Bayramımız bitti, insana bir sezon bitti gibi geliyor. Bir Müslüman için elbette Allah’ın her günü değerlidir ama bazı güzler daha değerlidir, bu günlerde yapılan ibadetlerin sevabı daha yüksektir.
Ramazan Ayı boyunca insanı, sevgisini, aşkını, muhabbetini, yanlışını-doğrusunu esas alan konuları seçmeye çalıştım. Bu yazılarımla ilgili güzel tepkiler de aldım.
Dedim ya sezon bitti, Rabbim nice güzel sezonlarla buluştursun bizleri. Bayramda sıla-ı rahim yaptım. Eş dost, akraba-ı taallukat, eski-yeni tanıdıklarla bir araya geldik, çocukluğumuzu konuştuk, hatıralar canlandı. Duygulandık, sevindik, üzüldük, ama yine de benim için iyi oldu.

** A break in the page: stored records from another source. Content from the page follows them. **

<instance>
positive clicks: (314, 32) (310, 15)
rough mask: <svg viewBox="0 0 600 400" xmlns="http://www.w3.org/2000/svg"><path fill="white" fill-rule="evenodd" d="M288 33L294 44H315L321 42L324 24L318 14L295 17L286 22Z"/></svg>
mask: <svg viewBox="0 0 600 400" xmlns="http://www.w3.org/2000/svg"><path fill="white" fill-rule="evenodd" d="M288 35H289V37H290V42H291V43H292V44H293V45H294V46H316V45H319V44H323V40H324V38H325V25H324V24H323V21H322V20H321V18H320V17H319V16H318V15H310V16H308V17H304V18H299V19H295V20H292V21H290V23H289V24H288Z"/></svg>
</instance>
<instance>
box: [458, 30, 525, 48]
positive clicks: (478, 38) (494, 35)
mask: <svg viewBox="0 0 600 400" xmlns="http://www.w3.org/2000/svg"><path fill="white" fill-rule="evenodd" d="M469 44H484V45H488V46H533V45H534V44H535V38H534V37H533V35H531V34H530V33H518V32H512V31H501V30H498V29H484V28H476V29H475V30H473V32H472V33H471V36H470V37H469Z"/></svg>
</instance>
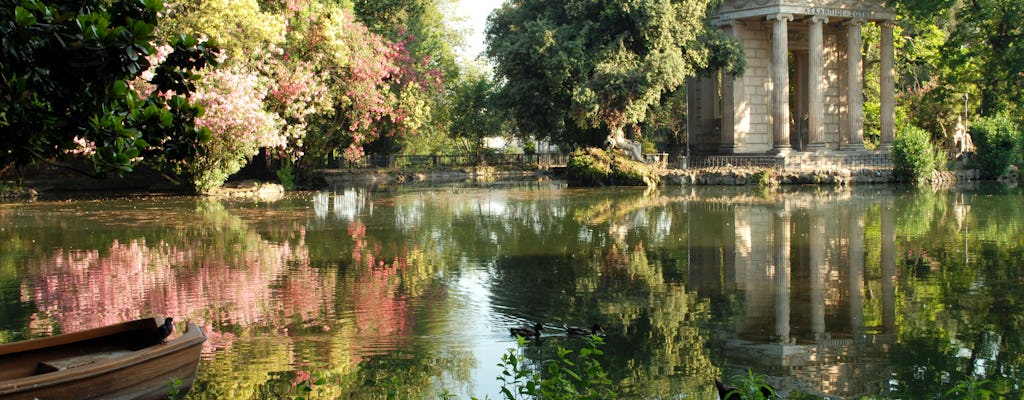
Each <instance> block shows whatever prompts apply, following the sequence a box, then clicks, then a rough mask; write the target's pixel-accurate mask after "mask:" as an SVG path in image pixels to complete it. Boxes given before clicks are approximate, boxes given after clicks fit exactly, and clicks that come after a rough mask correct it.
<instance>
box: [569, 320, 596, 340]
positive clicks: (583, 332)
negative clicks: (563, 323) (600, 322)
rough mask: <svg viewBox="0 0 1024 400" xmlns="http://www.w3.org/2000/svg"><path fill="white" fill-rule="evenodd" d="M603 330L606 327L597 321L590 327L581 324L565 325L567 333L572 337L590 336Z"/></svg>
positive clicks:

İnsan geçmişi ile bağını koparmamalı. Bağını koparan, ipini koparmış gibidir. İpini koparanın nereye toslayacağı belli olmaz. Lütfen geçmişle olan bağımıza çoluk çocuğumuzu da ortak edelim. Bağımıza onları da bağlayalım. Bağlayalım ki, geleceği aydınlık, manalı, muhtevalı ve sağlıklı olsun.

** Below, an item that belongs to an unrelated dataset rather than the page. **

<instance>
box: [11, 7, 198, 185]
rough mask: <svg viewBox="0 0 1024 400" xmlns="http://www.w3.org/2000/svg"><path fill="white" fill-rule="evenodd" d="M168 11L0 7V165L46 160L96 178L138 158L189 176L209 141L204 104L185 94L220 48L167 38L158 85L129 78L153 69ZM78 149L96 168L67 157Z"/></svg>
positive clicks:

Bayramlar tatil günleri olmamalı. Tatil her insan için yapılan düzenli işe ara verme gibi görülse de benim için pek geçerli değil. Bayram ziyaretleri de olsa ayağımı uzatarak yatamıyorum, zamanımın tümünü farklı bir şeylerle doldurmak istiyorum. Bu defa öyle oldu.
Bayram da ilkokul arkadaşlarımız bazılarıyla bir araya geldik. Aynı köyden ve aynı yaşta olmamıza rağmen görüntülerimiz arasında oldukça büyük farklılıklar vardı. İçinden iki kişinin durumu biraz farklı idi. Birisi bendeniz, diğeri ise bir öğretmen arkadaşım.
Daha sağlıklı ve fit görünmenin sebebi;
1.Gıdamıza dikkat etmemiz,
2.Spor düşkünü olmamızdandı.
Eğitimli olan çok ama çoğu sigara içiyor, düzensiz ve aşırı gıda alıyor, emekli olanlar zaman öldürüyor. Kısacası daha sağlıklı ve iyi görünenler yukarıda önemini vurguladığım iki konuya dikkat etmeleridir.
Efendim, ısrarla ve de ısrarla üzerinde duracağım ki, ilmen de tespit edildiği gibi, toplumumuzda aşırı beslenmeye bağlı olarak sağlık sorunları alabildiğine artan insanımız var.
Ziyaretlerim de gördüğüm gibi, köylü-kentli, klasik-modern görünümlü hanımlar alabildiğine kilolu, inadına şişman. Çoğunun da kalp, kolesterol, şeker, obezite problemi; kas ve eklem ağrıları var. Henüz 60’ına gelmemiş hanımlar yürüyemeyecek kadar problemli, manen çökmüş, sıkıntılı durumdalar.
Kendilerine “maddi durumunuz 30 yıl evvelinden daha iyi değil mi” diye sorduğumda “evet” cevabını almama rağmen “bu bunalım da ne” dediğimde, doğru dürüst bir cevap alamadım. Demek ki, insan zenginleştikçe en çok talep ettiği huzuru bulma olayı pek gerçekleşmiyor, diye sorgulayabiliriz.
Zenginlik kötü bir şey değil ama “zengin olma uğruna kaybedilen değerler” de sorgulanmalıdır, diyorum.
Sorgulardan kazançlı çıkanlar olmamız dileği ile
Allah’a emanet, hayra muhatab olunuz, efendim.